Using k-means cluster to categorize hip hop artists

Hip-Hop Collabs and Popularity

One of the most interesting and unique things about the hip-hop genre is the number of artists that habitually collaborate on their tracks. Jay-Z and Kanye, Dr. Dre and Snoop Dogg, Puff Daddy featuring THE LOX, Biggie, Lil’ Kim (you remember All About the Benjamins, right?). Nearly every artist in the hip hop world has done a collab at some point or another.

Although these artists are phenomenally popular they offer a very small insight as to how hip-hop functions on the ground level. Some artists hardly ever produce songs unaccompanied by one or more other artists. Think about it. When was the last time you heard a Pitbull release where he wasn’t a guest on the track? Yeah, I thought so.

And that’s nothing against Pitbull. Every song associated with an artist’s name, whether a feature artist or the main artist, translates to more money (which presumably translates to more problems). Beyond the finances, however, there seems to be another, more intuitive benefit to featuring on others’ tracks and that is an increase in popularity.

Appealing to persons beyond your typical fan base ought to directly translate to an increase in popularity. Let’s be real, hardly anyone knew who Desiigner was before we heard him sampled on T.L.O.P.

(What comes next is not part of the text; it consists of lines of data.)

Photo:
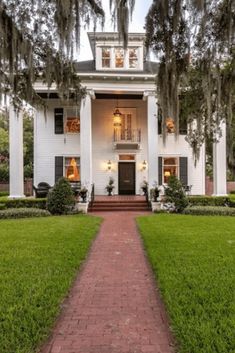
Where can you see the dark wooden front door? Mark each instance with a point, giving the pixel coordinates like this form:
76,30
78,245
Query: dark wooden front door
126,178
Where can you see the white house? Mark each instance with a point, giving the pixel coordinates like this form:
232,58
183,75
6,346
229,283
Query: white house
116,132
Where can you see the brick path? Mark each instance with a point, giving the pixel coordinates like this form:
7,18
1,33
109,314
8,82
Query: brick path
114,306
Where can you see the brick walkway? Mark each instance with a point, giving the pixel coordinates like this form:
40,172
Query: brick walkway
113,306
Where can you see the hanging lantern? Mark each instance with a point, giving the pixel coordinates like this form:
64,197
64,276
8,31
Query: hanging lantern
117,118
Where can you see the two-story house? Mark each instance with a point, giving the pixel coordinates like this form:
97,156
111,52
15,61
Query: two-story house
116,133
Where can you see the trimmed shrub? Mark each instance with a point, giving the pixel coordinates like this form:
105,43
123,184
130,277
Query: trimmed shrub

Separating the Jay-Zs from the Pitbulls

Given a database of roughly 10,000 artists, I sought out to find the relationship between the amount of times an artist leads on a track versus the number of times they feature. I performed a k-means cluster analysis, assuming that there would be three tiers or category of artist (very little features or leads, medium features or leads, many features or leads) on which they would separate.

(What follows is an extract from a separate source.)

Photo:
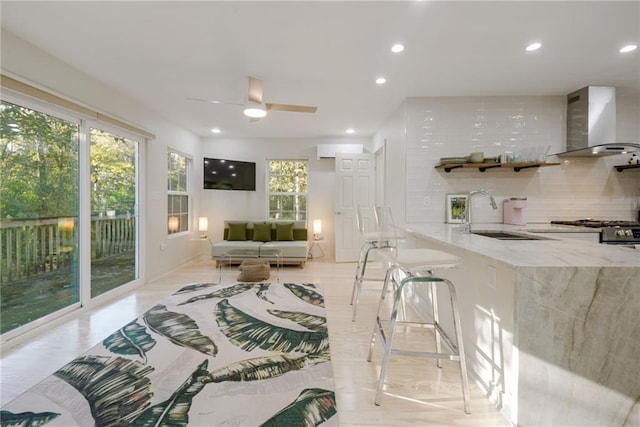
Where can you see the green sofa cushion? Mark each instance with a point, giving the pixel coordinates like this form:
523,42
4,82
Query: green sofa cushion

This graph shows that grouping.

Depiction of grouping of hiphop artists

On it’s own it doesn’t really answer any of our questions about artist popularity. Using Spotify’s API, I was able to obtain Spotify’s popularity rating for each of our artists, their rating is an aggregate of the artists’ streams for any song.

Trusting Spotify to accurately represent an artist’s popularity, we can see how the number of leads and the number of features affect the artist’s popularity rating.

Main vs Feature artists and their popularity Main vs Feature artists and their popularity

You might be looking at these two graphs and thinking, “What’s the difference?” There is hardly a difference between these two graphs. It seems that the difference in the amount of features and amount of solo tracks an artist is a part of has no real bearing on their popularity (at least not on Spotify).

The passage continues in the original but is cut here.